The knock came again and when I didn’t reply, the door opened. Daylight cut across the deck and revealed a woman, not Athe but an older person with leathery, wrinkled porcelain skin and a black dress with a ruffed collar, fifty years out of fashion. She was one of the Ismani peoples, her hooded eyes lined with white lashes and her equally white hair swept up with a long, carnelian hairpin. Only a few strands of her former, youthful hair color remained—dashes of glossy, chocolate brown.
“Little mage,” the woman said, squinting at me with her arms full of cloth. Despite her obvious heritage, her accent was an ambiguous one, reminding me of some of the travelers we’d see at the inn when I was a child. Her pronunciation was clear, patient—one used to speaking to those who didn’t share a native tongue. “I have clothes for you, and a bucket of hot water on the way. Are you fit to ready yourself?”
I found my voice. “Who are you?”
“My name is my own, but you may call me Widderow,” the woman replied. “Ship’s steward. The captain needs to speak with you.”
“I don’t have a choice,” I observed.
Widderow smiled flatly. “No, child, you do not. Get up.”
Twenty minutes later, I stepped out into the grand cabin to find the old woman gone. I’d barely seen my surroundings when I came aboard last night, but my small cabin attached to this larger one. Together, they took up most of the quarterdeck. The galley was here too, judging by the magnificent scents drifting through an open door to a passageway. There was a bigger woodstove in its iron nest at the stern, along with windows on either side of a door to a sheltered balcony. It was snowing outside, flakes drifting down and disappearing into mild waves.
“Ms. Firth.” Demery entered, followed by Widderow and a girl of about fifteen.

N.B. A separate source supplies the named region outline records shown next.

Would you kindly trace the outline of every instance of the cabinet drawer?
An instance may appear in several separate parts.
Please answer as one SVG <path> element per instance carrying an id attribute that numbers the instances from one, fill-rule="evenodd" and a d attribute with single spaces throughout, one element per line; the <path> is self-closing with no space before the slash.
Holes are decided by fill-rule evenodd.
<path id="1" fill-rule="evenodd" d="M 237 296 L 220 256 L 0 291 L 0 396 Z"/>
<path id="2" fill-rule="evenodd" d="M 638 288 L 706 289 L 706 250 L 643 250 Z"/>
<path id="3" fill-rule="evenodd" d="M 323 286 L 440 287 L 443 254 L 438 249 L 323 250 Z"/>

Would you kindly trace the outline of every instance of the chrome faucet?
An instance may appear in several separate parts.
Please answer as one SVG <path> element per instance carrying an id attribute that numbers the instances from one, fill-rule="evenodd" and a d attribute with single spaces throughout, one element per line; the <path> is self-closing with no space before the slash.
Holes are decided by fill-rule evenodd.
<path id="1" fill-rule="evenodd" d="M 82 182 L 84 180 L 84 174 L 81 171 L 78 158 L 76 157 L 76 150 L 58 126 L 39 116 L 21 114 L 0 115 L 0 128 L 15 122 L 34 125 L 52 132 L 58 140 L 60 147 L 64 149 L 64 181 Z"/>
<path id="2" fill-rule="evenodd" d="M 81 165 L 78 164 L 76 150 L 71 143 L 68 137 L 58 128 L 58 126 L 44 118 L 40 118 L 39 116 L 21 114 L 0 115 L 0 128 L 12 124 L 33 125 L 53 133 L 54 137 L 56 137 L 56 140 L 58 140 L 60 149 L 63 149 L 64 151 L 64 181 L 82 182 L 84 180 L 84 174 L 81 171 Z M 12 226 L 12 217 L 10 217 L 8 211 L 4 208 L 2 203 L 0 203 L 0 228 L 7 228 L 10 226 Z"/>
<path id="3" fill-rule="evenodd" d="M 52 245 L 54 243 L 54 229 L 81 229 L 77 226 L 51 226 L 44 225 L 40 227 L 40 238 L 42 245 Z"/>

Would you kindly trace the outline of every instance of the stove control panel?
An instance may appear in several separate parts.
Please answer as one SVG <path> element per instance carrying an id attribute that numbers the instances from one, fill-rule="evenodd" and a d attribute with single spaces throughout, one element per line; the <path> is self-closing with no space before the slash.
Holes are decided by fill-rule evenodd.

Widderow carried a pot and several mugs, while the girl had a tray stacked haphazardly with toasted bread, buttery eggs, thick bacon and cheeses. The scent of it all hit me like a mallet and my stomach growled. My appetite, it seemed, was unaffected by my volatile circumstances, and seasickness had yet to bother me.
The meal was left on a large table in the center of the room. The girl vanished and Widderow sat, pouring herself a stream of dark coffee. Seeing the look on my face, she pointedly set out a second cup and filled it halfway, leaving room for it to slosh with the tilt of the deck.
“Stop gawking like a fool,” she scolded. “Come and drink it. And eat. You are making me uncomfortable.”
“It takes a lot to make the Old Crow uncomfortable.” Demery cast me a distracted half-smile as he sat at the table across from the steward. He pulled out a plate and began to fill it.
“She has a touch of the blood fugue,” Widderow informed him without looking at me. She patted her carefully pinned hair with one hand and smoothed a stray piece. “Less than I expected, but more than is practical. She may not be much use for a time.”
I didn’t like being discussed like this, but her words gave me pause. I gathered my scattered wits and sat slowly. Blood fugue. Shock. Was that why I couldn’t remember what had happened to me after I hit the water?
Demery pushed a plate in front of me and Widderow nodded to the coffee. “Do not let that get cold or slide onto the floor.”
I obligingly took the mug in hand. I wanted to drink it. I wanted to seize everything on the table and consume it like a feral dog. But the attitude of my captors unnerved me.
“Why are you doing this?” I asked, holding the warm mug between my hands. “Why are you treating me… like this?”
“I told you you’d be treated well aboard my ship,” Demery said, pouring his own coffee and adding lumps of brown sugar.
“But I’m a prisoner,” I reminded him. “Prisoners aren’t served coffee and bacon.”
Demery stirred his coffee, eyes quiet. “Randalf was a bastard.”